All good things must come to end, and such is true for the biannual four-week-long span of fashion shows.  Models, photographers and writers settled in Paris for the last of the fashion weeks after covering New York, London and Milan.  The City of Love served as a suiting backdrop to some of the most interesting and beautiful garments the industry can provide.

Several of the fashion world’s biggest labels show in Paris.  Earlier shows laid the foundations for the clothes of fall 2013: straight-legged trousers, structured jackets and floor-length dresses.  The Parisian designers maintained these trends and the fashion-friendly black and white color palette.  Gareth Pugh hung A-line gowns of gray suede and black leather onto corpse-like models, creating a gothic fantasy expected of Pugh.  Balmain showcased opulence through quilted gold, pink lame and pointed shoulders, a silhouette the brand used as a crutch for several seasons now. Comme des Garcons continued the season’s theme of feminine meets masculine.  Designer Rei Kawakubo took suits of black, white and gray and turned them on their heads by warping their shapes through exaggerated shoulders and the unexpected placement of large rosettes.  Kawakubo is notoriously skilled at this shape manipulation, which pays off at every runway presentation.  Givenchy proved that punk can also be stylish by sending models down the runway with candy-colored coifs and shirts of half plaid and florals.  If I weren’t a broke college student, I’d pick up one of the mixed media sweatshirts sprinkled throughout the presentation, preferably the ones displaying Disney’s “Bambi.”
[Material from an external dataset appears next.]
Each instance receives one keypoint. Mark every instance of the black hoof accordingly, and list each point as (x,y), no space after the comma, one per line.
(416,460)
The show that had fashion bloggers and magazine editors on the edge of their front-row seats was Balenciaga.  In November, Nicolas Ghesquiere, Balenciaga’s creative director of 15 years, stepped down.  It was not long after that designer Alexander Wang was appointed as the new head of the label. Many doubted Wang’s ability to step in an established fashion house because He only started showing at fashion week since 2007.  Wang was able to leave his signature sporty aesthetic with his eponymous line, instead presenting a collection that was minimalist in both palette and structure. Most importantly, it was 100 percent Balenciaga.

My personal favorite collection to show in Paris was Manish Arora.  While it’s not a staple fashion house, Arora inserts playfulness into his work that many other labels fear to do, making his brand one to watch.  In his fall collection, delicate gold chains and iridescent jewels embellished black dresses. Skirts and shift dresses were printed with surrealist landscapes.  This collection brought together punk attitudes, girly motifs and classic shapes, something I attempt in my own wardrobe.  Arora achieved this through oversized nose rings, heart patterns and good tailoring.  With so many colliding elements, this collection lacked an element of cohesion.  However, I am willing to forgive Arora because every piece on display was both unique and wearable, which is a difficult dichotomy to pull off.

Now that fashion week for fall season is done, it’s time for designers to head back to their sketchbooks and inspiration walls until spring brings fashion week back.